言葉を発さず伝える西野七瀬の表現力
驚かされたのは、こうした映画の構造がCGやAIといった新しい映像テクノロジーによってもたらされたのではなく、繊細で丁寧な脚本とカット割りの演出、そして俳優の演技という半世紀前から変わらないヒューマンスキルによって達成されていることである。それはいわば接着剤を使わず、繊細な手技とバランス感覚のみを頼りに、トランプのカードで高い塔を組み上げるような繊細な作業だ。
映画全編を通じ、愛する人の喪失と虚無に揺れる主人公を演じた坂東龍汰の演技が素晴らしいのは言うまでもない(彼自身が実母と幼い頃に死別した経験があるということを鑑賞の後で知った)。南果歩、岡田義徳、津田寛治といった俳優たちもその実力で映画のリアリティを見事に支えている。だが、なんといってもこの映画を見終えた観客の心に残るのは、中盤以降に再登場する柏原美紀を演じる西野七瀬の鮮烈な表現力ではないだろうか。
詳細を書くことは控えるが、序盤でこの世を去り、中盤以降に再び主人公の前に現れる美紀は言葉を発さない。何よりも愛する人を求める主人公のすぐそばに立つようで、それでいて決して手の届かない美紀は、この世のものでないような美しさでスクリーンに映る。序盤であえて描かれた「愛する人を失った現実の日常の耐え難い醜さ」は、中盤以降に登場する美紀の「彼岸の美しさ」と鮮明に対比されるためにあったことがわかる。
だが西野七瀬による「彼岸の美紀」の表現が素晴らしいのは、国民的アイドルグループの中でも最も人気のある1人だった彼女の美しさだけが理由ではない。
乃木坂46時代「MVクイーン」だった理由
日本のアイドル史で絶頂を極めたと言ってもいい動員数を誇る乃木坂46に在籍し、最も多くセンターをつとめた西野七瀬は、グループのミュージックビデオにおいても「MVクイーン」だった。
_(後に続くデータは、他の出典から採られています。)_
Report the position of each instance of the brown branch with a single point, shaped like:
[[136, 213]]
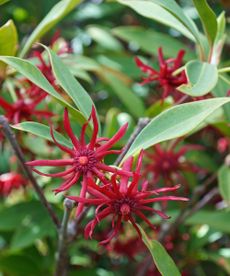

柳沢翔監督が演出し、アイドルMVの歴史に残る傑作と名高い『サヨナラの意味』をはじめ、多くの監督が西野七瀬を中心にMVを撮影してきた。
西野七瀬が在籍した時代の同グループには、「女性がなりたい顔」ランキングの常連である白石麻衣、ドイツ生まれで才能に恵まれた生田絵梨花ら綺羅星のごとくスターがいいた。その中で、西野七瀬は、必ずしも美貌や歌唱力でナンバーワンだったわけではない。それでも多くの監督が魅入られるように西野七瀬を中心におかずにはいられなかったのは、彼女のたたずまいや眼差しに物語を喚起する謎めいた魅力があったからだ。
内向的で声も大きくない彼女が、ステージやカメラの前である瞬間、スポーツ選手が「ゾーンに入る」と呼ぶような、自意識を振り切った輝きの表現を見せる。その2つの顔の落差が西野七瀬の魅力でもあった。
アイドルたちのグループ卒業後の進路はさまざまだが、西野七瀬が女優として演技の方向に進んだのは、そうしたMVでの輝きを知る多くのファンが納得するところだったろう。多くの人気作品、人気ドラマに出演し、在日コリアンの姉役を演じた『孤狼の血 LEVEL2』の演技で第45回日本アカデミー賞 優秀助演女優賞・新人俳優賞を受賞するなど、その活動は順調と言っていい。